There’s an old Texas saying, “If you find that you’ve dug yourself into a hole, the very first thing to do is quit digging.” There are friends of mine – good friends of mine, and I have great respect for them, and I understand what they’re saying – but I disagree with them. They say, “Well, Gore is safe, we gotta stick with the status quo, because it could get worse.” Well, a farmer came up to me when I was Ag Commissioner, and people were talking about sticking with the status quo ag policy of the time. He said, “‘Status quo’ is Latin for ‘the mess we’re in.'” We oughta do something different, and if we just stick with the status quo, then in the year 2004 we’re still gonna be there. And in the year 2008, we’re still gonna be there. And in the year 2012, we’re still gonna be there. When are we gonna get loose from the status quo? We’re gonna get deeper and deeper into that hole. I think it’s time for a politics with passion again. A politics that matters.…
But yet, they say that you and I are the “spoilers.” We’re the spoilers. We’re in the way of Al Gore. But, hey, did we spoil the democratic process with billions in corrupt money? Did that come from us? Did we spoil the air, the water, and the food with compromises of convenience? Did we spoil the sovereignty of we the people with global trade scams that undermine our right to self-government? We’re not the spoilers. William Jennings Bryan, about a hundred years ago, said, “Destiny is not a matter of chance, it’s a matter of choice.” It’s not something to be awaited, it’s something to be achieved.
Are we going to achieve America’s destiny of economic fairness, social justice, and equal opportunity for all people? Well, if you think Al Gore can get you there, then go that way. It’s your choice.
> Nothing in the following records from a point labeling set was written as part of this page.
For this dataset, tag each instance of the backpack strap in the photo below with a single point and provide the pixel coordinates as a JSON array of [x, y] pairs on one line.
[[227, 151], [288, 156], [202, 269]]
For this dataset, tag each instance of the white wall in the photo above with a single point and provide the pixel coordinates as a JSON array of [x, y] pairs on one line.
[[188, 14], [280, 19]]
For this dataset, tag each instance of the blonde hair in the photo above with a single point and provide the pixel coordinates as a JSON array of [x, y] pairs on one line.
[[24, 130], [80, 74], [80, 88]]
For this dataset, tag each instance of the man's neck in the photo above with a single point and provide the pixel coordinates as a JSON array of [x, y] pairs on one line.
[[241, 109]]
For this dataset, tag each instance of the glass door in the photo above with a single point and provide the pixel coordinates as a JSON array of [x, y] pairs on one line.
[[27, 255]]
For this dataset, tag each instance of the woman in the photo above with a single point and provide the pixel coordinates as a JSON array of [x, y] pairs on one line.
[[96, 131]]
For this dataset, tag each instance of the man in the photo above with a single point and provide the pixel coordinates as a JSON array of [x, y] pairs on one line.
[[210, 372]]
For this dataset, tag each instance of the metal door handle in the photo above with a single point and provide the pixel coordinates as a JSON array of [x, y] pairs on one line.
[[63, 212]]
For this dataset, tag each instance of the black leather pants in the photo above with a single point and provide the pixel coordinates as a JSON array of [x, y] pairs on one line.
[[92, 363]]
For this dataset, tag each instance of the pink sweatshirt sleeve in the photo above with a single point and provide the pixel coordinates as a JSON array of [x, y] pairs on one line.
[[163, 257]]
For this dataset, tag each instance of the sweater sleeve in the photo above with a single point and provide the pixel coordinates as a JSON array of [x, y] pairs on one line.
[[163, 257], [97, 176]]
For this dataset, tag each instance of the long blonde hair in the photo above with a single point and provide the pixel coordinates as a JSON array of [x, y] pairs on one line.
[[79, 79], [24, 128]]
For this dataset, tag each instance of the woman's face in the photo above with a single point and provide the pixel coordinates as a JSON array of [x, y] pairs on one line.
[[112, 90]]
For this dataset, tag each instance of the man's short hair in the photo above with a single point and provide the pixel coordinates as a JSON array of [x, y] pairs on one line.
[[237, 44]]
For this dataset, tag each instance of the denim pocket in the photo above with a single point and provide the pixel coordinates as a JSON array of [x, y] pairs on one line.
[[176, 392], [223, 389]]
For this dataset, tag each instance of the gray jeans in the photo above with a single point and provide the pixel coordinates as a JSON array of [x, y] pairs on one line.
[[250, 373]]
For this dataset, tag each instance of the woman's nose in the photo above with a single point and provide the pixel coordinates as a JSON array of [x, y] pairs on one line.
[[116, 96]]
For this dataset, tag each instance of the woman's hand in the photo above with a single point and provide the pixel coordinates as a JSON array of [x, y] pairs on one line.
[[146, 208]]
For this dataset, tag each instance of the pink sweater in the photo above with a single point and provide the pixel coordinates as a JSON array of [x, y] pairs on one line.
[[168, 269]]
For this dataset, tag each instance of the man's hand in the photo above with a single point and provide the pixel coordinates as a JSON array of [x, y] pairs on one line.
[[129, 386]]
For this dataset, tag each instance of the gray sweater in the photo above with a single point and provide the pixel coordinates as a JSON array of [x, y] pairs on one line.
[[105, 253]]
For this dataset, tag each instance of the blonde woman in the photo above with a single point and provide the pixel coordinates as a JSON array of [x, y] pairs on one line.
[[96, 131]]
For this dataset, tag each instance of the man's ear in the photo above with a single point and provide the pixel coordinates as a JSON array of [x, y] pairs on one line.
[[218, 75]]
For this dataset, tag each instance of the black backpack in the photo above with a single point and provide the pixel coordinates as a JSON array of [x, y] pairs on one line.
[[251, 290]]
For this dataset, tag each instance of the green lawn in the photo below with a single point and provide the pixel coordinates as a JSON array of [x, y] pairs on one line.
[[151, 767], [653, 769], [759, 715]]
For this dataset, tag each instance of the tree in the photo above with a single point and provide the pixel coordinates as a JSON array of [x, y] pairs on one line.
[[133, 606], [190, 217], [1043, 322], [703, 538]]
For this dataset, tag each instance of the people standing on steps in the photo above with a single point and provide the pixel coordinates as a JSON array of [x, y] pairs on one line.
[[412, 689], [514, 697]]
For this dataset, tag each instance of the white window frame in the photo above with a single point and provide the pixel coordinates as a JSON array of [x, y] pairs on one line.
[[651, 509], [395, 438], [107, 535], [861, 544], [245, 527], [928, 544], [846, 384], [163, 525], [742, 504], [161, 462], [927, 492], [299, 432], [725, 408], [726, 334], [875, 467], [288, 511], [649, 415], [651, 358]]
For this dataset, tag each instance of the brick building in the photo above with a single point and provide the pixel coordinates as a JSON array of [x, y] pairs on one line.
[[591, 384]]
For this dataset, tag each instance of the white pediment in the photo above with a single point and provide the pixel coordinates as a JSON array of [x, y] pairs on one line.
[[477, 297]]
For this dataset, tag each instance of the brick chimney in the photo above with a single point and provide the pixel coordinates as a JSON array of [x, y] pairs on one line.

But if you’re tired of the status quo, tired of business as usual, tired of being shut out by the exclusiveness and elitism of the economic and political walls that have arisen to separate the few from the many, then you need to be thinking about something different. Something that must be felt here, in Denver, Colorado, and by people just like you all across America. I can’t tell you how many people I meet as I
travel for my book, and just generally making talks and talkin’ to ’em on the radio and everything. They say: “Well, you know, I’ve been a life-long Democrat, but I’m thinkin’ now. I’m thinkin’….”
And I want you to think of Woody Guthrie. Woody Guthrie. Now by the way, I re-read this [my book] last night, and it’s a dynamite book. In my last chapter, there’s a section called “This Land is Your Land.” And that’s what Woody Guthrie meant by that song. It wasn’t a little polite sing-along about America’s natural beauty, the “diamond highways,” etc. It was about We the People taking power, and rejecting the exclusion of ordinary folks that he traveled with in that Dust Bowl. The working families and the dirt farmers and just ordinary folks who were being hard hit. And when he wrote “This Land is Your Land,” he had another verse in there that doesn’t get in the published versions … a verse in this about political exclusion. He wrote, “Well it’s a big, high wall / that tried to stop me. / A sign said / “Private property.” / But on the other side / it didn’t say nothin’. / That side was made for you and me.”